Secondly, the introduction of Islamic education had profound Islamic cultural influence on the Sub-Saharan communities. Indeed, Muslims build many schools and centers of learning. Timbuktu is one of the key Islamic centers of learning whose establishment shaped African cultural life. At Timbuktu, there existed the University of Sankore, divided into small schools that were run by a scholar or Imam. Arguably, the various courses and specializations offered in these centers influenced African cultural life in some ways. Notably, the general Islamic teachings given before specialization changed the African cultures, making Africans to adapt and observe the Islam ways life.

Lastly, Islam’s contributions on the emergence of urbanization in West Africa led to cultural influences. Indeed, Muslim traders and scholars are known to have influenced the development and stability of commercial centers and, therefore, changed the cultural life of the local population through new patterns of settlement. Through the growth of business centers, especially around the local mosques, urban life developed, making people migrate and adapt to town life as opposed to rural life.

The introduction of Islam in West Africa also had political influences on the African societies.
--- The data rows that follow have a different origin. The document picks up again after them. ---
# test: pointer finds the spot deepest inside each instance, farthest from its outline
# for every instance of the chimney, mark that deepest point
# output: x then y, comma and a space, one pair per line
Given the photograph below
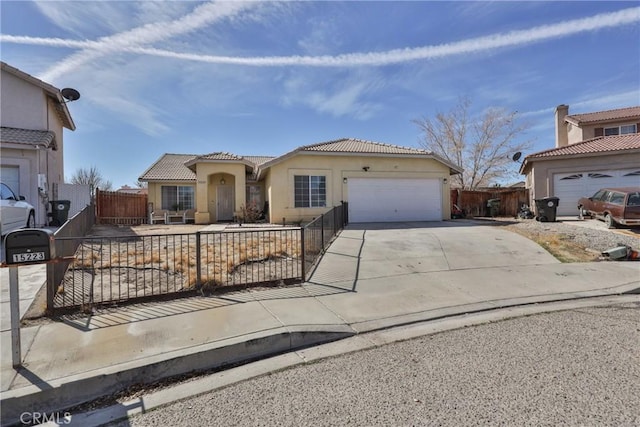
562, 137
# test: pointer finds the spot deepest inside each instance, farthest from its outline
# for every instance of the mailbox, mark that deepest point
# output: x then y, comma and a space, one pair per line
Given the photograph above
29, 246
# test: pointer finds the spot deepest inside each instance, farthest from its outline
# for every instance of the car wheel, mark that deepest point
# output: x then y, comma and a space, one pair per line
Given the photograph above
609, 222
31, 221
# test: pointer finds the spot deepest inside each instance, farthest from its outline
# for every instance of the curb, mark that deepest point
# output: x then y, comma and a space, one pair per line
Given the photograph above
78, 389
360, 342
75, 390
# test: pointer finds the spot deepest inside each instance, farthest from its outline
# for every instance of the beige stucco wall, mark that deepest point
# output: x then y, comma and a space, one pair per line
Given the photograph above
578, 134
280, 181
26, 106
539, 179
155, 191
208, 176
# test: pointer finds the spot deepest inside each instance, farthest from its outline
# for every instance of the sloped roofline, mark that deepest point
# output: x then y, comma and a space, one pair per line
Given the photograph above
306, 149
614, 115
52, 91
548, 155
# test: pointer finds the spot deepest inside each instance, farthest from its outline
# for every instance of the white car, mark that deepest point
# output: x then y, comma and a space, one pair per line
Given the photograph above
15, 213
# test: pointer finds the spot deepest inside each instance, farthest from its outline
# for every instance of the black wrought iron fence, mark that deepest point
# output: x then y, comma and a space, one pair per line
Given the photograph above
107, 270
319, 233
78, 225
116, 269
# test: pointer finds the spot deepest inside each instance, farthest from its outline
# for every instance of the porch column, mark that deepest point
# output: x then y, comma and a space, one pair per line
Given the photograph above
202, 200
241, 192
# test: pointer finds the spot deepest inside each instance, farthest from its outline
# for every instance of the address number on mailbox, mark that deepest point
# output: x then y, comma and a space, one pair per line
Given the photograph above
29, 257
29, 245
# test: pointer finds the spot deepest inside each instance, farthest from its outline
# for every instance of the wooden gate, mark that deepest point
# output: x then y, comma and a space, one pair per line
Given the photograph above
113, 207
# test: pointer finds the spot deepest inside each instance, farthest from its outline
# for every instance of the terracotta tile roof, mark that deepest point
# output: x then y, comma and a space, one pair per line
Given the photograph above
258, 160
28, 137
600, 144
353, 145
360, 146
605, 116
220, 155
170, 167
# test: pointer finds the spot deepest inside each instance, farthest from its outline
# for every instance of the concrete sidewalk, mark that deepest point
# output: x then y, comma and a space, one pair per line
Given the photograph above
370, 279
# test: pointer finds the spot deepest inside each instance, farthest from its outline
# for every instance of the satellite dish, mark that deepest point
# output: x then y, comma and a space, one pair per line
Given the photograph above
70, 94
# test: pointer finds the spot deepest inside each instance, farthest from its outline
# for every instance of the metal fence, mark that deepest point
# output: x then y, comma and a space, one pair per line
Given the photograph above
319, 233
109, 270
77, 225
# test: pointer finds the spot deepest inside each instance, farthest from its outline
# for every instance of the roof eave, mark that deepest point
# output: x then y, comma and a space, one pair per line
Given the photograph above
527, 161
453, 169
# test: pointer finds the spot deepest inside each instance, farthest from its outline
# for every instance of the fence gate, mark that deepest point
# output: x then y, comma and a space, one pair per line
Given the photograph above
113, 207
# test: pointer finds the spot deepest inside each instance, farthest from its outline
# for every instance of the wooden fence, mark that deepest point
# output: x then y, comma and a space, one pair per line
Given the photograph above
474, 203
113, 207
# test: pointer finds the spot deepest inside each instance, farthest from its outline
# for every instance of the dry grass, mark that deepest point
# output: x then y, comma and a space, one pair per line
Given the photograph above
221, 256
560, 246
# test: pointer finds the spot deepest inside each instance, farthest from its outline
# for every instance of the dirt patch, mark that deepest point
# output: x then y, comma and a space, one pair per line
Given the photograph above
561, 246
116, 264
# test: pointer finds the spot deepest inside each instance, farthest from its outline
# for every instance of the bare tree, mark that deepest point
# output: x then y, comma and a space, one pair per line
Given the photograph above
91, 177
483, 147
141, 184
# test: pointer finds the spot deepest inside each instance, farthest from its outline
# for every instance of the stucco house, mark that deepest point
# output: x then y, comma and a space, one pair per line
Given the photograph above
592, 151
34, 114
381, 182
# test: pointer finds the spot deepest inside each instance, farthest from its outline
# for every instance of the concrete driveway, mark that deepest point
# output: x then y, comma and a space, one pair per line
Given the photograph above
413, 270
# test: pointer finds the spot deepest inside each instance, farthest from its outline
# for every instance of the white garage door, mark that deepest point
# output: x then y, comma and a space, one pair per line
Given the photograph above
391, 200
570, 187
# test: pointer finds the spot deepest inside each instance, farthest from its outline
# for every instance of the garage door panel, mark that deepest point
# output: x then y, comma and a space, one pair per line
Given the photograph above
389, 200
570, 187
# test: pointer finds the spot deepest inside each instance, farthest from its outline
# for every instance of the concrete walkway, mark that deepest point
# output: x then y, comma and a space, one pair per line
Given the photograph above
371, 278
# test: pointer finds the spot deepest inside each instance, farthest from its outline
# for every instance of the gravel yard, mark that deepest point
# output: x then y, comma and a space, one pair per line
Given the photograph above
573, 240
579, 367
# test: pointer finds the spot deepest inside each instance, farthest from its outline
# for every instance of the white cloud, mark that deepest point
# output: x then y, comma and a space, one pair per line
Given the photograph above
134, 41
201, 16
345, 98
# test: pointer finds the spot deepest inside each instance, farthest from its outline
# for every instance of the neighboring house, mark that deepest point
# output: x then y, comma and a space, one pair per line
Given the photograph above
593, 150
381, 182
131, 190
33, 115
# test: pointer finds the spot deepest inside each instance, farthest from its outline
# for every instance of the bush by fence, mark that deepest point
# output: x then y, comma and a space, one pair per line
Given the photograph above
109, 270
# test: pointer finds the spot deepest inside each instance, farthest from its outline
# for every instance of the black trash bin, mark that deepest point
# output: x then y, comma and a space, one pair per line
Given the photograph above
494, 206
546, 209
59, 212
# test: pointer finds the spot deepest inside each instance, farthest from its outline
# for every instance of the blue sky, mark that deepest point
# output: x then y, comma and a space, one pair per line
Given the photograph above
262, 78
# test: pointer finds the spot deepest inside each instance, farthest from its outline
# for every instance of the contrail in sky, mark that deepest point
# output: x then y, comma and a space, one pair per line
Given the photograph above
133, 41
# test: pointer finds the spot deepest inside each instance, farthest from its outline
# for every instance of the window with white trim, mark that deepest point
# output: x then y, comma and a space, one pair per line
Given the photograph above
178, 197
620, 130
254, 196
310, 191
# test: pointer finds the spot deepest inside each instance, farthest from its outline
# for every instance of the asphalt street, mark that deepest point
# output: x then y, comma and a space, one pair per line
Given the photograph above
574, 367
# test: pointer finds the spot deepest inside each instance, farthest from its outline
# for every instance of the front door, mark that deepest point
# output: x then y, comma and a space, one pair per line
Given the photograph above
225, 203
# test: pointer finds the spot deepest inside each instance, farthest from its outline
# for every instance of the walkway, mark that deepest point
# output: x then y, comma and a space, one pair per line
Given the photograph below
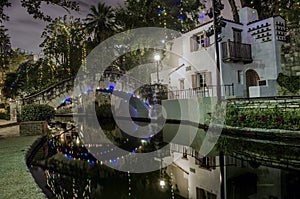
9, 129
16, 180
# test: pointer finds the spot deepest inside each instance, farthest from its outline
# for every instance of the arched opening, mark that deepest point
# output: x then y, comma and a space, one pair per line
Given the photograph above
251, 79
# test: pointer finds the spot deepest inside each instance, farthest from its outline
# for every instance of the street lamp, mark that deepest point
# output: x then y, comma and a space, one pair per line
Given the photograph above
157, 59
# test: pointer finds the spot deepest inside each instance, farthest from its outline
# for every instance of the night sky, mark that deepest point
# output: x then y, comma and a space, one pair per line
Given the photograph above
25, 31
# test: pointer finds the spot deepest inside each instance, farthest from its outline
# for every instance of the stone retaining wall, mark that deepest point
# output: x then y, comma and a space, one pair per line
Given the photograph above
286, 104
33, 128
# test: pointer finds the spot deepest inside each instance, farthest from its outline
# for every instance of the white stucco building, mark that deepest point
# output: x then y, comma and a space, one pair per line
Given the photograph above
249, 58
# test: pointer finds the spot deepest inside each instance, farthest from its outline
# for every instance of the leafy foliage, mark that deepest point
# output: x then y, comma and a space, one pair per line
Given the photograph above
275, 118
286, 8
64, 41
101, 22
36, 112
291, 83
4, 111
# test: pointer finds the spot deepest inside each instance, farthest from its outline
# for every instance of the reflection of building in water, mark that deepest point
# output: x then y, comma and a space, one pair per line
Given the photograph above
198, 178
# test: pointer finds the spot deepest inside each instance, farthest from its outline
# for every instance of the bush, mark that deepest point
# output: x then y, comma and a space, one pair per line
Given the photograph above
36, 112
275, 118
4, 111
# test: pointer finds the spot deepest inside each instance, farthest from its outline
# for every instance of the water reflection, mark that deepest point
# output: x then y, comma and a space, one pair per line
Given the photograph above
251, 168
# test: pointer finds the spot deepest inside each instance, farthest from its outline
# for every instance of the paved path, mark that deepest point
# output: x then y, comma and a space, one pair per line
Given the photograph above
16, 180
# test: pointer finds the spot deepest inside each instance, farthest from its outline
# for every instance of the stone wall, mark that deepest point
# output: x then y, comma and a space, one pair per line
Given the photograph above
33, 128
287, 104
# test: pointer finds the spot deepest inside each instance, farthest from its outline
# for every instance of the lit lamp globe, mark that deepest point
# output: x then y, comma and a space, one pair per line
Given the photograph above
156, 57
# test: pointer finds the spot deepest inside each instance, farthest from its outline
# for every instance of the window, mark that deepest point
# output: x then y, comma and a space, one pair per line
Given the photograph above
199, 41
240, 77
205, 162
262, 82
184, 154
181, 84
201, 80
204, 194
237, 35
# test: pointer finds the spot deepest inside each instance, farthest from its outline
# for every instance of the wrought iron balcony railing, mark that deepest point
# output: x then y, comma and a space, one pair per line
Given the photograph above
236, 52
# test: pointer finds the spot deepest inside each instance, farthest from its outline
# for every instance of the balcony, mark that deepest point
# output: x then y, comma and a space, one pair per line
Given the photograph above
236, 52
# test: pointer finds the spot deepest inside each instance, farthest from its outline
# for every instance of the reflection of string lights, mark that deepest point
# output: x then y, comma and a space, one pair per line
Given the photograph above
129, 184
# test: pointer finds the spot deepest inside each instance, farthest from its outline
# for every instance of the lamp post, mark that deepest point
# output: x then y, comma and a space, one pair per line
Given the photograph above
157, 59
216, 29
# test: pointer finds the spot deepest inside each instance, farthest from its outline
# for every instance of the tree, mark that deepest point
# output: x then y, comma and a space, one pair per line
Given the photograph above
268, 8
101, 22
5, 50
64, 44
33, 7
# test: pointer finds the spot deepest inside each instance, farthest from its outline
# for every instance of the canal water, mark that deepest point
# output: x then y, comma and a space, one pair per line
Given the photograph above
71, 164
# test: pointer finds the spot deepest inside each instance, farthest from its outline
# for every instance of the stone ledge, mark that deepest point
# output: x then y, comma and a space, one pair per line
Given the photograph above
33, 128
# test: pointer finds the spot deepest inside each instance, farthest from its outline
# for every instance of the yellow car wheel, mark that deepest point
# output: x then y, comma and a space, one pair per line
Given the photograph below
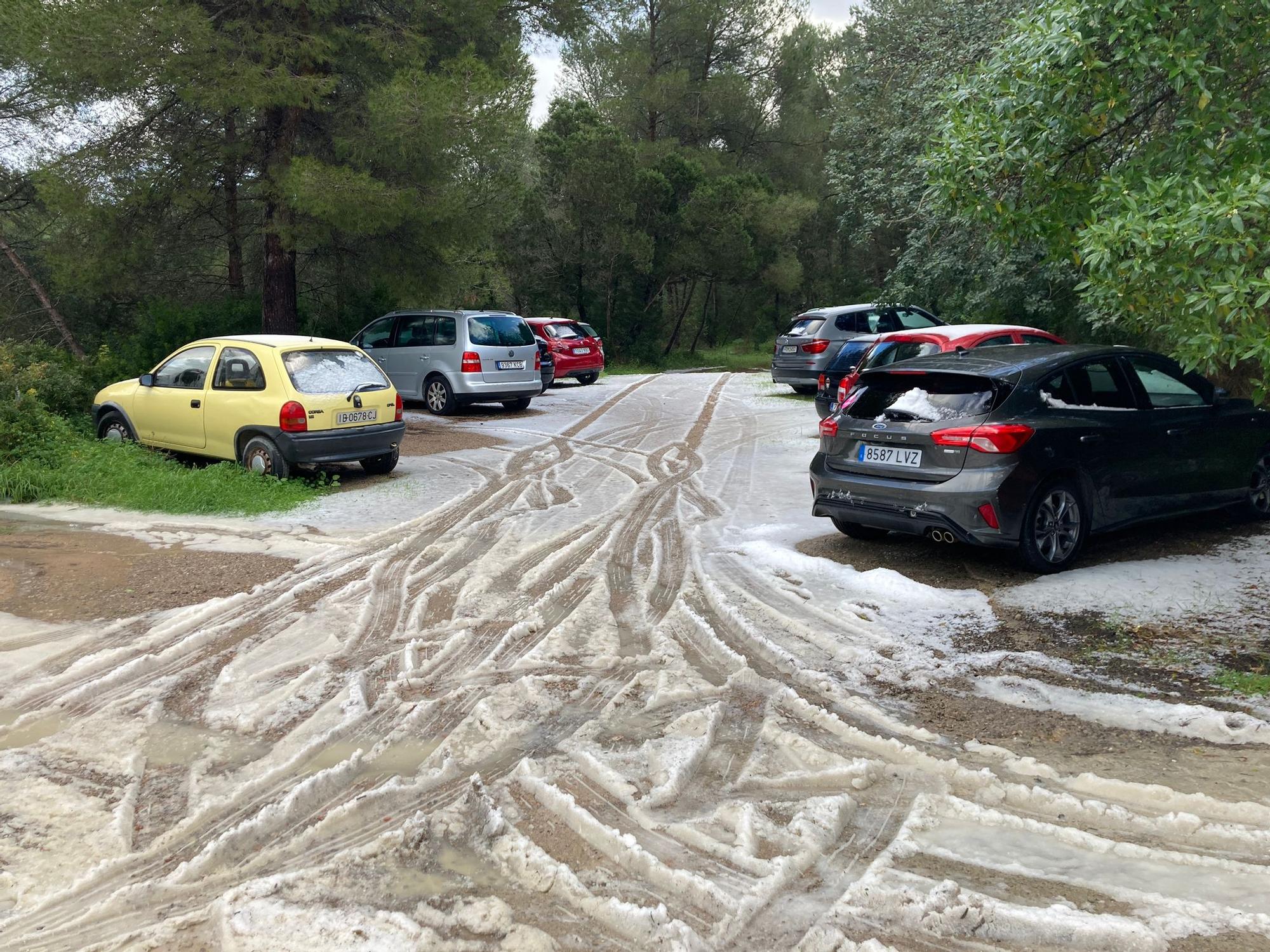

Firstly, conversion into Islam was advantageous, especially to the rulers. In theory as well as in practicality, the West African rulers realized equality to North African leaders. The created balance was very vital in ensuring the existence of mutual diplomatic relations between the West and North Africa regions.

Secondly, Islam provided the West African rulers with effective means to increase their powers. Here, the pilgrimages to Mecca influenced notoriety among the rulers, making them exercise more control over their rules. Likewise, the introduction of the law (Malik) was very instrumental in emphasizing that legislation that would ensure political stability. Mainly, Islam helped West African rulers emphasize observation of the law as the base between centralized states and the rules. According to Lewis, “As far as the character of West African Islam is concerned, it is important to note the strong emphasis placed on the law (here Maliki) as the basis of Islam, its connection with the rise of centralized states, and its eventual fulfillment in the theocratic rule.”

Thirdly, Islam influenced the political line of succession that was different from the traditional practices that had existed in many Parts of West African regions. Specifically, Islam made succession patrilineal. Moreover, adoption of patrilineal meant the passage of succession through the father to the son and not the female lineage. Mali and Ghana are examples of the regions that experienced such remarkable changes.

Lastly, despite the positive influences caused by Islam in West African regions, Islam is also associated with various wars that marred many parts of the area. In fact, studies show that places, where the ruler could not strike a balance between the Muslim and Traditionalist cliques, were always prone to wars. Such were the regions associated with internal tensions that would break out as civil wars.

Social influence as one of the impacts of the existence of Islam in West Africa was never left behind. Like culture and politics, Islam’s influence on the social life of West African societies was portrayed in many ways. Firstly, the dressing habit of the Africans was changed by the contact that occurred between Muslims and the Africans. In such instances, the converted persons had to change their mode of dressing to fit with their newly acquired religion. For example, women began wearing vials. Additionally, women would cover their heads as a sign of respect.

Secondly, studies show that Islam influenced the eating habits as well as the types of foods consumed by the converted Africans. For instance, it is observed that through the influence of Islam, the Africans could eat foods such as boiled rice with some added seasonings. Besides, the new converts became strict with some foods that were restricted in Islam. Pork is an example of such food.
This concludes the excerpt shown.